Ne laissons pas s’installer de faux clivages entre les « cigales » et les « fourmis » ; mais nous
savons aussi que jamais la France ne se redressera dans l’austérité et en laissant exploser le
chômage et les inégalités.
Nous faisons le choix d’une politique qui marche. Nous recherchons l’équilibre entre les salariés
et les entreprises et entre les efforts et la justice, pour toutes les composantes de la société.
Refusant la fuite en avant façon Sarkozy, nous choisissons l’efficacité pour mener les politiques
d’investissement, la transformation de l’Etat, l’innovation publique.

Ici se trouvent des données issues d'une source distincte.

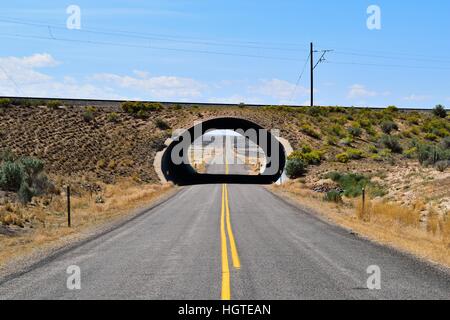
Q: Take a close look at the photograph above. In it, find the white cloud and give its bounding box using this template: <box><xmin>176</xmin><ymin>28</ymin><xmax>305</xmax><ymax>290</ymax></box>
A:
<box><xmin>249</xmin><ymin>79</ymin><xmax>310</xmax><ymax>101</ymax></box>
<box><xmin>91</xmin><ymin>71</ymin><xmax>206</xmax><ymax>99</ymax></box>
<box><xmin>347</xmin><ymin>84</ymin><xmax>378</xmax><ymax>99</ymax></box>
<box><xmin>403</xmin><ymin>94</ymin><xmax>431</xmax><ymax>101</ymax></box>
<box><xmin>0</xmin><ymin>53</ymin><xmax>206</xmax><ymax>100</ymax></box>
<box><xmin>208</xmin><ymin>95</ymin><xmax>263</xmax><ymax>104</ymax></box>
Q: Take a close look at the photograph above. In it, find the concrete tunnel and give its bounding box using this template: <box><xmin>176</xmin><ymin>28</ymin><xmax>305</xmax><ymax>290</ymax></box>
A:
<box><xmin>155</xmin><ymin>117</ymin><xmax>290</xmax><ymax>185</ymax></box>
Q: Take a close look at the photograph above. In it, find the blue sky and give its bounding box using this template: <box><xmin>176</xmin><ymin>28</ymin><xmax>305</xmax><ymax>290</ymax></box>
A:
<box><xmin>0</xmin><ymin>0</ymin><xmax>450</xmax><ymax>107</ymax></box>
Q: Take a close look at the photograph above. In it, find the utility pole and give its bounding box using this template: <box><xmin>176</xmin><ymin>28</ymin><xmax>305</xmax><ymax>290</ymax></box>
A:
<box><xmin>309</xmin><ymin>42</ymin><xmax>333</xmax><ymax>107</ymax></box>
<box><xmin>309</xmin><ymin>42</ymin><xmax>314</xmax><ymax>107</ymax></box>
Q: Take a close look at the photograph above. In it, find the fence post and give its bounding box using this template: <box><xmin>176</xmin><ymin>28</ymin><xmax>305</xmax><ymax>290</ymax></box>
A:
<box><xmin>361</xmin><ymin>188</ymin><xmax>366</xmax><ymax>220</ymax></box>
<box><xmin>66</xmin><ymin>186</ymin><xmax>71</xmax><ymax>228</ymax></box>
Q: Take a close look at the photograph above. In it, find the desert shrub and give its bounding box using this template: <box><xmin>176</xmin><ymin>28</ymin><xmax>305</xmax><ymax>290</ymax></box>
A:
<box><xmin>339</xmin><ymin>137</ymin><xmax>353</xmax><ymax>147</ymax></box>
<box><xmin>0</xmin><ymin>161</ymin><xmax>25</xmax><ymax>192</ymax></box>
<box><xmin>432</xmin><ymin>128</ymin><xmax>450</xmax><ymax>138</ymax></box>
<box><xmin>326</xmin><ymin>172</ymin><xmax>370</xmax><ymax>197</ymax></box>
<box><xmin>347</xmin><ymin>125</ymin><xmax>362</xmax><ymax>137</ymax></box>
<box><xmin>434</xmin><ymin>160</ymin><xmax>449</xmax><ymax>172</ymax></box>
<box><xmin>323</xmin><ymin>190</ymin><xmax>342</xmax><ymax>203</ymax></box>
<box><xmin>417</xmin><ymin>143</ymin><xmax>450</xmax><ymax>166</ymax></box>
<box><xmin>403</xmin><ymin>147</ymin><xmax>417</xmax><ymax>159</ymax></box>
<box><xmin>406</xmin><ymin>115</ymin><xmax>420</xmax><ymax>125</ymax></box>
<box><xmin>107</xmin><ymin>112</ymin><xmax>119</xmax><ymax>123</ymax></box>
<box><xmin>422</xmin><ymin>118</ymin><xmax>450</xmax><ymax>133</ymax></box>
<box><xmin>19</xmin><ymin>157</ymin><xmax>44</xmax><ymax>179</ymax></box>
<box><xmin>17</xmin><ymin>182</ymin><xmax>34</xmax><ymax>204</ymax></box>
<box><xmin>369</xmin><ymin>144</ymin><xmax>378</xmax><ymax>154</ymax></box>
<box><xmin>46</xmin><ymin>100</ymin><xmax>62</xmax><ymax>109</ymax></box>
<box><xmin>326</xmin><ymin>137</ymin><xmax>338</xmax><ymax>146</ymax></box>
<box><xmin>0</xmin><ymin>149</ymin><xmax>17</xmax><ymax>163</ymax></box>
<box><xmin>330</xmin><ymin>124</ymin><xmax>347</xmax><ymax>138</ymax></box>
<box><xmin>440</xmin><ymin>137</ymin><xmax>450</xmax><ymax>149</ymax></box>
<box><xmin>300</xmin><ymin>124</ymin><xmax>320</xmax><ymax>139</ymax></box>
<box><xmin>424</xmin><ymin>133</ymin><xmax>439</xmax><ymax>141</ymax></box>
<box><xmin>358</xmin><ymin>118</ymin><xmax>372</xmax><ymax>129</ymax></box>
<box><xmin>385</xmin><ymin>106</ymin><xmax>398</xmax><ymax>113</ymax></box>
<box><xmin>0</xmin><ymin>98</ymin><xmax>11</xmax><ymax>108</ymax></box>
<box><xmin>433</xmin><ymin>104</ymin><xmax>447</xmax><ymax>118</ymax></box>
<box><xmin>307</xmin><ymin>106</ymin><xmax>328</xmax><ymax>117</ymax></box>
<box><xmin>336</xmin><ymin>152</ymin><xmax>350</xmax><ymax>163</ymax></box>
<box><xmin>288</xmin><ymin>146</ymin><xmax>323</xmax><ymax>165</ymax></box>
<box><xmin>380</xmin><ymin>134</ymin><xmax>403</xmax><ymax>153</ymax></box>
<box><xmin>286</xmin><ymin>158</ymin><xmax>306</xmax><ymax>179</ymax></box>
<box><xmin>380</xmin><ymin>120</ymin><xmax>398</xmax><ymax>134</ymax></box>
<box><xmin>155</xmin><ymin>119</ymin><xmax>170</xmax><ymax>130</ymax></box>
<box><xmin>367</xmin><ymin>182</ymin><xmax>388</xmax><ymax>198</ymax></box>
<box><xmin>83</xmin><ymin>110</ymin><xmax>95</xmax><ymax>122</ymax></box>
<box><xmin>345</xmin><ymin>148</ymin><xmax>364</xmax><ymax>160</ymax></box>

Les Français n’ont pas changé depuis le 6 mai 2012, ils sont déçus. Ils ne sont pas versatiles, ni
ralliés à l’UMP qui n’a rien d’autre à proposer que la dérégulation et l’austérité. Il est impératif
d’exprimer une vision claire et offensive du futur de la France et de son rôle en Europe.
Les Français ont le sentiment que la politique qu’ils avaient choisie n’est pas assumée. Ils nous
l’ont dit dans les urnes. Il faut maintenant passer des urnes aux choix et, pour nous, des mots aux
actes. Les temps qui viennent sont pour tous, et pour chacun d’entre nous, une épreuve de vérité.